Eisenstein and colleagues used statistical analysis techniques to work out how these urban centres influence each other – to tease out the network across which linguistic innovations like “af”, “bruh” or “-__-“catch on. The result is a map of the USA showing not just how these phrases spread between population centres, but what the direction of that influence is.
What, then, are the characteristics that make an MSA likely to spawn successful neologisms? It’s well established that Twitter has a higher rate of adoption among African Americans than other ethnic groups, and so it perhaps isn’t surprising that they now find that innovation centres, as well as being highly populated, have a higher proportion of African Americans, and that similarity of racial demographic can make two urban centres more likely to be linked in the influence network. There is a long history of adoption of African American slang (cool, dig, rip off) in mainstream US culture, so these findings agree with what we might expect.
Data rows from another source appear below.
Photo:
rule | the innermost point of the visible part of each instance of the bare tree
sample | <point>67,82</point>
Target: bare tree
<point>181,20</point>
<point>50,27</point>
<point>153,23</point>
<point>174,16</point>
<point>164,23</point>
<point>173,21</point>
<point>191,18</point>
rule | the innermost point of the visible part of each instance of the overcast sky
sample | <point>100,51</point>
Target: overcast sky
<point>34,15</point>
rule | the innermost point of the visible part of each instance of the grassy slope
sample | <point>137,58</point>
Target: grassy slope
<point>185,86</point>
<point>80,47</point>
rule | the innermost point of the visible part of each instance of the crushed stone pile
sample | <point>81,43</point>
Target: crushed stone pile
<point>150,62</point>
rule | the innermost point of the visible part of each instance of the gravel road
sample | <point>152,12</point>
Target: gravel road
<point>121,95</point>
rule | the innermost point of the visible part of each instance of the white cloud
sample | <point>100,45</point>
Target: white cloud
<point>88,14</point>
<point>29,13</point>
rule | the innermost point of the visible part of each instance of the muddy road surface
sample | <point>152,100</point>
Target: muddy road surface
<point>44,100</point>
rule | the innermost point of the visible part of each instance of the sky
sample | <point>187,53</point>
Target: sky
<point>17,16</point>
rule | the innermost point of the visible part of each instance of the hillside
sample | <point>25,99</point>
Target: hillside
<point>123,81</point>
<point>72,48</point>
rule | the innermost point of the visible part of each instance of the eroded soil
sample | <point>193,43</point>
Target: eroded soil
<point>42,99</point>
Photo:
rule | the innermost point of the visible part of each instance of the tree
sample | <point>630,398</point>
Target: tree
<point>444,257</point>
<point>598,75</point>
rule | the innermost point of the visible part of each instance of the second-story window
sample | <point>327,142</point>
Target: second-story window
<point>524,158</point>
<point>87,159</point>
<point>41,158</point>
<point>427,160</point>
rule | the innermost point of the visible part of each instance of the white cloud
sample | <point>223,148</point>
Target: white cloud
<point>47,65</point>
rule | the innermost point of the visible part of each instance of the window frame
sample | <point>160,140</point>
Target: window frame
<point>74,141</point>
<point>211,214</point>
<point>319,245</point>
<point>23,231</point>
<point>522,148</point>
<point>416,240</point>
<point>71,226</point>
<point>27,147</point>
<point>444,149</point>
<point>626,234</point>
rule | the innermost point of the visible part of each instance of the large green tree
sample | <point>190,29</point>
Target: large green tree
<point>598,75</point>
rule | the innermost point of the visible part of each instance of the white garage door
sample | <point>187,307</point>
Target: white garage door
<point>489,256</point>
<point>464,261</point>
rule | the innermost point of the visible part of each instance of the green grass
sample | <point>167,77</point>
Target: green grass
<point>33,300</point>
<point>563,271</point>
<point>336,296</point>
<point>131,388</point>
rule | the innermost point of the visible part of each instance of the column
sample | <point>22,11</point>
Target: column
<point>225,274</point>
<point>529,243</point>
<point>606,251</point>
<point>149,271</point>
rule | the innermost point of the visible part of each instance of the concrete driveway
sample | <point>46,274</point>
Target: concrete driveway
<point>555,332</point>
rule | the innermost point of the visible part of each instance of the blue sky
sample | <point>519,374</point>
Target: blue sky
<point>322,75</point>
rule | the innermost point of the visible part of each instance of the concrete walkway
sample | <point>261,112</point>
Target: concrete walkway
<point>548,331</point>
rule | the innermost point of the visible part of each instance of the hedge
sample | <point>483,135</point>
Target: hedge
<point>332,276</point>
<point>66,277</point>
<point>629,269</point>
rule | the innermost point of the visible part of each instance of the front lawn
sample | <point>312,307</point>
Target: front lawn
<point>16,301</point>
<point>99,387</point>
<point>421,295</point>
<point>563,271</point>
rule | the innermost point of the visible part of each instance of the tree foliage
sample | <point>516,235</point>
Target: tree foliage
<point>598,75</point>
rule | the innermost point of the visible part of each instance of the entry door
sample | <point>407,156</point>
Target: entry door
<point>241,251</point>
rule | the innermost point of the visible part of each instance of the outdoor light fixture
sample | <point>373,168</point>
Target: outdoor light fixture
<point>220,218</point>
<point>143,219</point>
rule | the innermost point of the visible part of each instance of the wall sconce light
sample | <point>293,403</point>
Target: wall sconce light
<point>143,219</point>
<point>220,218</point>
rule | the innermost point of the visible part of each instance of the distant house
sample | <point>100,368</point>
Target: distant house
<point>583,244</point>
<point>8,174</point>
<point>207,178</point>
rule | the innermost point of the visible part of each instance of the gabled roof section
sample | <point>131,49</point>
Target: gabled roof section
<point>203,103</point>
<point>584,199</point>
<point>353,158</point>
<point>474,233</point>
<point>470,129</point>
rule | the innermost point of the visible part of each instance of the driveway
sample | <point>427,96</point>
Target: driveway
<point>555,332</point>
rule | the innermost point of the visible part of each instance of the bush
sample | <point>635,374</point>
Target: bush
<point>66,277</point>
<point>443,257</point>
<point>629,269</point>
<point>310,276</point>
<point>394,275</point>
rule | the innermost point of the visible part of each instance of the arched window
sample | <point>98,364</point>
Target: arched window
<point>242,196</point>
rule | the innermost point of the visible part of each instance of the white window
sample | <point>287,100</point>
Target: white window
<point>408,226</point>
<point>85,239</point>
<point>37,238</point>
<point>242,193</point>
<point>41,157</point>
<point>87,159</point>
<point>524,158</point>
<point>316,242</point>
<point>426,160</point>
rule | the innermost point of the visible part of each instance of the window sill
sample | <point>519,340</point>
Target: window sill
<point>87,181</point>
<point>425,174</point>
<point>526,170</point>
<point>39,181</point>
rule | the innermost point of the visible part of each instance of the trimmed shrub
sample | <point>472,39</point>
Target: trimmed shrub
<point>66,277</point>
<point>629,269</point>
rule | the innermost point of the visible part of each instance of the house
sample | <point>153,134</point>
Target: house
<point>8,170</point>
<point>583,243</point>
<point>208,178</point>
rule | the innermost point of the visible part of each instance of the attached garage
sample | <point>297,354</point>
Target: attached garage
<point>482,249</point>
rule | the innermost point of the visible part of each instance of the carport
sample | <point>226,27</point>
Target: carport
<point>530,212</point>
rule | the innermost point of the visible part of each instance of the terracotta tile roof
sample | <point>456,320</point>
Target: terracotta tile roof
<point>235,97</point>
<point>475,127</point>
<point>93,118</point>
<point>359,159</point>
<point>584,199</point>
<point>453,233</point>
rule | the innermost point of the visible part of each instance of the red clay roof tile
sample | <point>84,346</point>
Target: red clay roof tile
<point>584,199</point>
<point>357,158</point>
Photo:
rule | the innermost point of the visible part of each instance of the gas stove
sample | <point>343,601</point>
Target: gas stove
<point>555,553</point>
But these are still early days, and the researchers – who hope to present their preliminary findings at a workshop on Social Network and Social Media Analysis in December organised by the Neural Information Processing Systems Foundation – anticipate that they will eventually be able to identify more nuances of influence in the data. The real point at this stage, however, is the method. Twitter and other social media offer records of language mutating in real time and space: an immense and novel resource that, while no doubt subject to its own unique quirks, can offer linguists the opportunity to explore how our words and phrases arise from acts of tacit cultural negotiation.